Baptists Studying Anabaptists: Some Recommendations
Many Baptists are interested in studying the Anabaptists and other radical reformers, myself included. Many readers know there is a longstanding debate among scholars about the degree of influence, if any, that Continental Anabaptists had on some of the early English Baptists. And even those Baptists who argue for zero or minimal Anabaptist influence recognize a “family resemblance” in many ecclesiological practices between orthodox Anabaptists and the Baptists.

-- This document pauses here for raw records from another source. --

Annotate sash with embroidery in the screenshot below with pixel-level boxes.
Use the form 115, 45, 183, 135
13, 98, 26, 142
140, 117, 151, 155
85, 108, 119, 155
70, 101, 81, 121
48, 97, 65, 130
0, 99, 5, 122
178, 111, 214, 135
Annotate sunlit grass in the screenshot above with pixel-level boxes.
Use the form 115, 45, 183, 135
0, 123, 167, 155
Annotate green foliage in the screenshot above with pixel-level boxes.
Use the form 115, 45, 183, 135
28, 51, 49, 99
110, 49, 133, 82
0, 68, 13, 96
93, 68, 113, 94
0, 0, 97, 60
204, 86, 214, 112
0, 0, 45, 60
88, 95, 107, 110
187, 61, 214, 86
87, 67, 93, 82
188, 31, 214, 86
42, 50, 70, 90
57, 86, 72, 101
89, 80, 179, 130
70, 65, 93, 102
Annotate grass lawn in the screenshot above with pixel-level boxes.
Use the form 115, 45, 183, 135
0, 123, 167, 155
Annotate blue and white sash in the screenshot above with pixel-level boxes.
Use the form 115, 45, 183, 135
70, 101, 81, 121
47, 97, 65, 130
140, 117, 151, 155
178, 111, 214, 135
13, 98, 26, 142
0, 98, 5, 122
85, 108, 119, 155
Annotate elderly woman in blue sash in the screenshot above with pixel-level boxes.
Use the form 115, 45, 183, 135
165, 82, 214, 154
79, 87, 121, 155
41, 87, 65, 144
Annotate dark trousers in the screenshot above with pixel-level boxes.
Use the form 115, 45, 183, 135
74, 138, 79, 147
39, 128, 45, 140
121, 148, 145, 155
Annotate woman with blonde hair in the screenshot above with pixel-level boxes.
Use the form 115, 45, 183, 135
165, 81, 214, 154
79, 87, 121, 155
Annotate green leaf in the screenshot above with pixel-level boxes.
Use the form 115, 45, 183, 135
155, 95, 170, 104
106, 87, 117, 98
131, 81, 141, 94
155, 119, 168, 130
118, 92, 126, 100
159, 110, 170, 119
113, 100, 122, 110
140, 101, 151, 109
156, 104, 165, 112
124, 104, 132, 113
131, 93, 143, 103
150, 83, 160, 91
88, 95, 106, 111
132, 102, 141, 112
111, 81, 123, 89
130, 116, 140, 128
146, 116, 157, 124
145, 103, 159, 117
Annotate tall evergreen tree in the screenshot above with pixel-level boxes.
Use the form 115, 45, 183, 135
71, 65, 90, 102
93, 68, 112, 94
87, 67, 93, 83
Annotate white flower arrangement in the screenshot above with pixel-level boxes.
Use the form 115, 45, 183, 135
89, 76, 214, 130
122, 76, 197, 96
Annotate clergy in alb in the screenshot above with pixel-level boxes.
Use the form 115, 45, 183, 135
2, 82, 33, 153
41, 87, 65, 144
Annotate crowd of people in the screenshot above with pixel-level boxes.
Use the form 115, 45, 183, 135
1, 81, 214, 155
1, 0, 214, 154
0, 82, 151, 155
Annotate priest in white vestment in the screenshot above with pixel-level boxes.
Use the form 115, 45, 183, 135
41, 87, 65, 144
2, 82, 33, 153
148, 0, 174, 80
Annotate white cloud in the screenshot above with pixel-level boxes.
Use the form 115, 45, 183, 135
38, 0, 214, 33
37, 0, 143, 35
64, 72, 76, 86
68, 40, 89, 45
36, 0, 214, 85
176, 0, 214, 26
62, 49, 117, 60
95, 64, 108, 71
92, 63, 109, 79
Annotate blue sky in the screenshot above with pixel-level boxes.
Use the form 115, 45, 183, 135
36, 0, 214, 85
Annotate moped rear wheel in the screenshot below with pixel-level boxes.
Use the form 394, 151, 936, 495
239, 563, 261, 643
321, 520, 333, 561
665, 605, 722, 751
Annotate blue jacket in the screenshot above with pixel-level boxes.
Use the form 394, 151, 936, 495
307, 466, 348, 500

One of the best resources available is the Global Anabaptist Mennonite Encyclopedia Online, or GAMEO. This online encyclopedia is the collaborative effort of several Anabaptist and Mennonite colleges, universities, seminaries, and other ministries. According to its website,
The Global Anabaptist Mennonite Encyclopedia Online provides reliable, freely-available English-language information on Anabaptist-related congregations, denominations, conferences, institutions and significant individuals, as well as historical and theological topics. Secular subject articles from an Anabaptist perspective and full-text source documents are also included.
If you are interested in learning about Anabaptist leaders and theology, or reading Anabaptist primary source documents (including confessions of faith), GAMEO is a great place to start.
If you want to do some further study, I’d recommend beginning with accessible introductions like William Estep’s The Anabaptist Story: An Introduction to Sixteenth-Century Anabaptism, 3rd ed. (Eerdmans, 1996) and Cornelius Dyck’s An Introduction to Mennonite History: A Popular History of the Anabaptists and Mennonites, 3rd ed. (Herald Press, 1993). Then you can move on to groundbreaking studies like Leonard Verduin’s The Reformers and Their Stepchildren (Eerdmans, 1964; Reprint, Baptist Standard Bearer, 2001) and Claus Peter Clasen’s Anabaptism: A Social History, 1525-1618 (Cornell University Press, 1972). For the truly brave, you can take a stab at George Huntston Williams’ magnum opus The Radical Reformation, 3rd ed. (Truman State University Press, 2000). An excellent refereed scholarly journal related to Anabaptist history and theology is The Mennonite Quarterly Review.
Readers interested in the possibility of appropriating elements of Anabaptist theology and practice in a Southern Baptist context, see Paige Patterson’s essay “Learning from the Anabaptists” in Southern Baptist Identity: An Evangelical Denomination Faces the Future, ed. David S. Dockery (Crossway, 2009) and chapter three of Malcolm Yarnell’s The Formation of Christian Doctrine (B&H Academic, 2007). For similar arguments from a more progressive, postmodern perspective, see Curtis Freeman’s review essay of James Wm. McClendon’s three volume systematic theology, titled ”A Theology for Brethren, Radical Believers, and Other Baptists.”
For those interested in reading about how Anabaptist thought (among other influences) may have factored into early Baptist theology and practice, see the first chapter of James Leo Garrett’s Baptist Theology: A Four Century Study (Mercer University Press, 2009) and the introduction to Baptist Roots: A Reader in the Theology of a Christian People (Judson Press, 1999), edited by Curtis Freeman, James Wm. McClendon, and C. Rosalee Velloso Da Silva. For my own view of the relationship between Anabaptists and Baptists, which is sympathetic to the proposals of Garrett and Freeman et al, see my two-part “Toward a Convergent View of Baptist Origins” (part one and part two) and “Why I Don’t Freak Out about the Anabaptists,” all of which were published at Between the Times.